東京記念は距離2400メートルで行われJBCクラシックJpnIの指定競走にもなっている。

今年は9頭立てながら、ラッキードリーム、ナッジ、ランリョウオー、ミヤギザオウの4頭が単勝オッズひと桁と人気が割れたことからも、いかに難解なレースだったかがわかる。

ランリョウオーが先手を取ると、ラッキードリームは2番手に控えた。3番手内にナッジ、外にはウラノメトリアと続く。長丁場とあって道中は隊列が動くことなく淡々とスローペースでレースは流れた。

直線に入り残り200メートルでは5頭が横一線。その中から抜け出したのがナッジで、ウラノメトリアに3馬身差をつけ勝利。1馬身3/4差で3着にアイブランコが入った。

ゴール板を過ぎて関係者の前を通った際に大きく左手を挙げた矢野貴之騎手。歯がゆいレースが続いていたナッジとコツコツ向き合ってきた陣営へ贈ったガッツポーズに見えた。

「3歳クラシックを狙って転入してきて、(重賞を)勝つことができず悔しい思いがありました。どこかで勝ちたいなという気持ちがいつもあって、こうしてひとつ勝てたことが嬉しい」とインタビューに答えた矢野騎手。2日前のゴールドジュニアに続く重賞制覇となった。

ナッジは門別でデビューし、8戦目のサンライズカップで重賞初制覇。JBC2歳優駿JpnIIIでは2着に追い上げた。NARグランプリ2歳最優秀牡馬に選ばれたこともあって大井への移籍は注目を浴びた。

しかし南関東クラシックでは前哨戦2、3着から、羽田盃7着、東京ダービー5着と勝ちきれなかった。古馬になってからも足踏みしていたが、2400メートルの東京記念トライアルで長距離にぶつけると粘り強い先行力で勝利し、本戦へと臨んだ。

その間には調教データを取って分析をしながら調整を重ねてきた陣営の努力もあった。

「大井に転入してきた時から診ていますが、その頃と今は心臓が違います。心肺機能が格段に強化されているのを感じます」とチーム・ナッジの一員とも言える嘉数獣医師は話した。

「今後は長距離を使っていくことになると思います。この後は休養に出して、金盃トライアルから復帰することになると思う」と佐野謙二調教師はステイヤーとしての資質を生かしていくと言う。

南関東再転入初戦のラッキードリームは1番人気に推されるも4着。2021年の道営三冠馬で、川崎に移籍後は気性面の課題に苦しんだが、兵庫に移ると2戦目で重賞制覇。ゲートの課題も解消しつつあり前走の六甲盃を逃げ切って重賞12勝目を挙げていた。

「道中のリズムは良かったし、4コーナーでは勝てると思う手応えだったが追ってからが意外と反応できなかった。
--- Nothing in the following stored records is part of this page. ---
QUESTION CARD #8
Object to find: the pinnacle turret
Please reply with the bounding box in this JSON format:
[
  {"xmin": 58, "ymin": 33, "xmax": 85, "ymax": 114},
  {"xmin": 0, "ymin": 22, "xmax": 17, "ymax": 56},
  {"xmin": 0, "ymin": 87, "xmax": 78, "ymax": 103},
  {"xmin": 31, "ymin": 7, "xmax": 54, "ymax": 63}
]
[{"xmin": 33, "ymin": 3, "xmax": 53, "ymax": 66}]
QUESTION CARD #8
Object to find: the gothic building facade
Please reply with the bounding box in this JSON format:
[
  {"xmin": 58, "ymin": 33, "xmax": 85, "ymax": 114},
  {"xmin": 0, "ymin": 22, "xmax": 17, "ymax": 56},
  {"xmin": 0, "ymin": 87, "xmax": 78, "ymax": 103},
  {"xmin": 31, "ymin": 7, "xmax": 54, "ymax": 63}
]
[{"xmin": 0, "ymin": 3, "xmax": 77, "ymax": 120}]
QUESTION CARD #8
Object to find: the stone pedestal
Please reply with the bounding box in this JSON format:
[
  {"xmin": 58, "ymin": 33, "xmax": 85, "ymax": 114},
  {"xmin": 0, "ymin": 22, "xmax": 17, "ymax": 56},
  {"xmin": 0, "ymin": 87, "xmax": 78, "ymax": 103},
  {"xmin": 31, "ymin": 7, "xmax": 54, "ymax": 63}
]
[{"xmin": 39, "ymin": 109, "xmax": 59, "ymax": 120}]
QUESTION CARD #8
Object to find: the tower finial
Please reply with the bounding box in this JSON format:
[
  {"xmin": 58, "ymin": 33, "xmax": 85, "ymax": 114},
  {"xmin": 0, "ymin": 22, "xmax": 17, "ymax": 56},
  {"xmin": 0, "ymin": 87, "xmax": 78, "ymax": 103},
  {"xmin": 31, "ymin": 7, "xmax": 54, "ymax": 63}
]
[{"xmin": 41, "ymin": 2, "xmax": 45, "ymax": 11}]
気性の問題も多少はあるかもしれないけど、軽い跳びをする馬なのでコース形態や砂もあるのかな。直線の長い大井コースに替わって気持ちが切れてしまったような感じ。小回りの方が走りやすいのかもしれませんね。最後ナッジが来ても反応できなかったのは距離もあるのかな」と笹川翼騎手はコメントしていた。

取材・文中川明美

写真築田純(いちかんぽ)

Comment

矢野貴之騎手

リズムよく運べたと思います。つかみどころのない馬で結果が出せずにいたけど、最近は終いしっかり伸びてくれるという印象で、今日はその通り伸びてくれました。僕の同期(周藤直樹調教師補佐)が考えて調教してくれていましたので、僕は乗っているだけでした。

佐野謙二調教師

なかなか勝ちきれず、重賞はいつ勝てるのかと思っていたので、今日チャンスをものにできて本当によかった。今日は良い状態でいけたしレースで集中してもいたと思います。古馬になってやっと強い馬になってきたので、これからも応援よろしくお願いします。